Isto significa que o legislador português, antecipando a instauração de uma ação de incumprimento pela Comissão Europeia, introduziu uma alteração legislativa, pondo assim termo à ilegalidade que tinha estado na origem do processo por infração nº 2009/2296.
Porém, com esta alteração legislativa, ficou resolvida apenas uma parte da ilegalidade, já que apenas introduziu a desvalorização da componente cilindrada desconsiderando a desvalorização da componente ambiental.
Como bem alega a Requerente, não ficou sanada a ilegalidade que dizia respeito à desvalorização dos veículos até ao final do 1º ano de uso e após os 5 anos de uso.

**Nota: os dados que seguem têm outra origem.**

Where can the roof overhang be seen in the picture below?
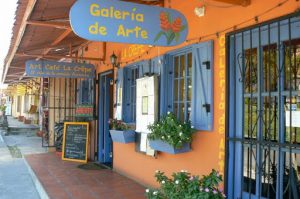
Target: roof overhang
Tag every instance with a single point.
(42, 31)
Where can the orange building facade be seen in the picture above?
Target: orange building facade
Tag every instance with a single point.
(230, 36)
(208, 147)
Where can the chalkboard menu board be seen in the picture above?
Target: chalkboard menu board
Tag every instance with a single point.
(75, 141)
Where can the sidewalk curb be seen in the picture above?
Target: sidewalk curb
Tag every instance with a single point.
(39, 187)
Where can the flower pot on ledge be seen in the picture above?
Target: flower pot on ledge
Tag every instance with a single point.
(126, 136)
(162, 146)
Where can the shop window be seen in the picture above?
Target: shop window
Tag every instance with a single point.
(187, 85)
(19, 103)
(126, 86)
(26, 104)
(131, 74)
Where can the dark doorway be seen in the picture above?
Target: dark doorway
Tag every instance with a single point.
(105, 99)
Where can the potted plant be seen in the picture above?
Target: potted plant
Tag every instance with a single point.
(170, 135)
(185, 185)
(120, 132)
(2, 109)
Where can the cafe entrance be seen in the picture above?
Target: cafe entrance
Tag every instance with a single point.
(105, 100)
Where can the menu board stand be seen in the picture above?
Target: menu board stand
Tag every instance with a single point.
(75, 142)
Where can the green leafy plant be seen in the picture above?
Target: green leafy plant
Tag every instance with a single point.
(169, 129)
(2, 107)
(115, 124)
(183, 185)
(169, 28)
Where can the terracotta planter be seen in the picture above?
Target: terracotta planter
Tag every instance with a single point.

Face à manutenção desta divergência nos cálculos de ISV entre os veículos usados matriculados em Portugal e os veículos usados provenientes de outros estados-membros, e consequente tratamento desigual destes últimos, a Comissão Europeia instaurou um novo processo que revestiu a natureza de ação por incumprimento contra a República Portuguesa, que correu termos com o nº C-200/15, no âmbito do qual foi proferido o seguinte Acórdão em 16.06.2016, decidido o seguinte:
“A República Portuguesa, ao aplicar, para efeitos da determinação do valor tributável dos veículos usados provenientes de outro estado-membro, introduzidos no território de Portugal, um sistema relativo ao cálculo da desvalorização dos veículos que não tem em conta uma desvalorização antes de estes atingirem um ano, nem a desvalorização que seja superior a 52% no caso de veículos com mais de cinco anos, não cumpriu as obrigações que lhe incumbem por força do art. 11º do TFUE (…)Este artigo (110º do TFUE) é violado sempre que a imposição que incide sobre o artigo importado e a que incide sobre o produto nacional similar são calculados de forma diferente e segundo modalidades diferentes que conduzam, ainda que apenas em certos casos, a uma imposição superior do produto importado (acórdão de 22 de fevereiro de 2001, Gomes Valente, C-393/98, EU: C:2001:109, nº 21; de 19 de setembro de 2002, Tulliasiames e Siilin, C-101/00, EU: C:2002:505, nº 53; e de 20 de setembro de 2007, Comissão/Grécia, C-74/06, EU:C:2007:534, nº 25)” (nº 24 dos fundamentos do acórdão). Assim, a cobrança, por um Estado-Membro, de um imposto sobre os veículos usados provenientes de outro Estado-membro é contrária ao artigo 110º. do TFUE, quando o montante do imposto, calculado sem tomar em conta a depreciação real do veículo, exceda o montante residual do imposto incorporado no valor dos veículos automóveis usados semelhantes já matriculados no território nacional (v., designadamente, acórdãos de 9 de março de 1995, Nunes Tadeu, C-345/93, EU:C:1995:66, n.º 20, e de 22 de fevereiro de 2001, GomesValente, C-393/98, EU:C:2001:109, n.º 23)” (nº 25 dos fundamentos do acórdão).“ (…) Mais precisamente, um Estado-Membro não pode cobrar um imposto sobre os veículos usados importados, calculado com base num valor superior ao valor real do veículo, tendo como efeito uma tributação mais onerosa destes relativamente à dos veículos usados similares, disponíveis no mercado nacional. O valor do veículo usado importado utilizado pela Administração como base de tributação deve refletir fielmente o valor de um veículo similar já registado no território nacional (v. acórdão de 20 de setembro de 2007, Comissão/Grécia, C-74/06, EU:C:2007:534, n.ºs 27 e 28 (…)”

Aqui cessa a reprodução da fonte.